(This story is part of a continuing series, An Assault in Venice. Part 1 starts here.)
I opened the envelope and popped the videotape into my VHS player. The screen was divided into quarters, each displaying footage from one camera—down the aisles, in the meat section, across the cash registers. Images from each of the four cameras flashed on and off in such fast motion I couldn’t track anything. Luckily, there was a function on the remote to play the tape frame-by-frame. When I did I discovered that each camera captured one frame every few seconds, and the camera views in each quadrant of the screen changed frequently to show the whole store over time. I could see various angles of people in different parts of the store, their jerky movements jumping across the screen before disappearing.
The images were grainy black-and-white video. You’d be hard-pressed to identify anyone from it. I knew that Jeanette was wearing a white sweater and jeans; the contrasts would make it easy to identify her. I had intended to fast forward through the tape to about the 4:30 or 5:00 hour, but then I noticed the date stamp on each camera was 2/11/99—three days after the attack. The tape I needed had either been recorded over or I had the wrong tape. I scrolled through it to make sure there was nothing from 2/8/99, then I popped it back into the envelope and returned to the store.

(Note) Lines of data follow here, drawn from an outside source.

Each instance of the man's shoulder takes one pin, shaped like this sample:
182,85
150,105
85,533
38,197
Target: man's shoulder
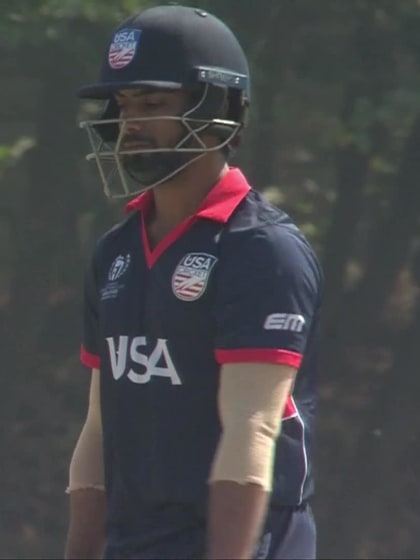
261,232
119,232
258,221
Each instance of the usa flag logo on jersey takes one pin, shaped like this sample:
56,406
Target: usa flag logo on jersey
123,48
190,278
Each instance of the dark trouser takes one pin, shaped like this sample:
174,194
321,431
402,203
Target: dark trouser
289,534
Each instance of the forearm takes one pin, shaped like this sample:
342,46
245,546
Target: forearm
236,515
86,534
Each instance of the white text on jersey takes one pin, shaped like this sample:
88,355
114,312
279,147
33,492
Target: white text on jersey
128,350
285,322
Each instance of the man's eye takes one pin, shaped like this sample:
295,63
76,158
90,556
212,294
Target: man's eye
154,104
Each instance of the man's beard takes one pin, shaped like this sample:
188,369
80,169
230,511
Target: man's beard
150,168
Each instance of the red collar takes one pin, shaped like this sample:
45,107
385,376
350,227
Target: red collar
219,203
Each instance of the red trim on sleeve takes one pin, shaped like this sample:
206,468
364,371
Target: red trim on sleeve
266,355
88,359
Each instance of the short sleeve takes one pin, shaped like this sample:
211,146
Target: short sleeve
89,353
268,294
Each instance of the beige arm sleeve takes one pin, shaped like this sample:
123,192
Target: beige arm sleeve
86,466
252,398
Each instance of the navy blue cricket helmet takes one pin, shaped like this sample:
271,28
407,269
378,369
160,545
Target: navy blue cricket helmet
168,47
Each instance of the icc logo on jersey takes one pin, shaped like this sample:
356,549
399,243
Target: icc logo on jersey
190,278
118,267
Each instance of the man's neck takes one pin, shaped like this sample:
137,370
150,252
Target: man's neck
179,199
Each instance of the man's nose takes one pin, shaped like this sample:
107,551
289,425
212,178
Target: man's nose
130,125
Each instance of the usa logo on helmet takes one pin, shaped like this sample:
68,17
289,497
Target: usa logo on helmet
190,278
123,48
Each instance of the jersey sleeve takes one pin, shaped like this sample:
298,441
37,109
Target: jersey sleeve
89,352
268,294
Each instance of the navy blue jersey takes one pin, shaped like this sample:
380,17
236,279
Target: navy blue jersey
236,282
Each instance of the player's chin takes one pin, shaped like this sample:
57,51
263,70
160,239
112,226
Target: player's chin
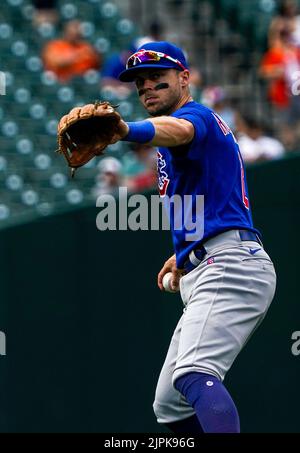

I was feeling more confident. I told myself I hadn’t actually impersonated a police officer since I never told anyone I was on the police force and certainly not a detective. If they believed I was, they were mistaken. And if anyone had asked me, I would have told them the truth and promptly sent Cagney over in my place.
I confronted the store manager again. I told him I’d scanned the tape and it had yesterday’s date on it. I needed Monday’s tape. I asked him if I could look at all the tapes from the entire week, hoping they’d been mislabeled. He went back upstairs, returned with two more tapes and handed them over. I thanked him and left, feeling like a total fraud but an arrogant, victorious fraud.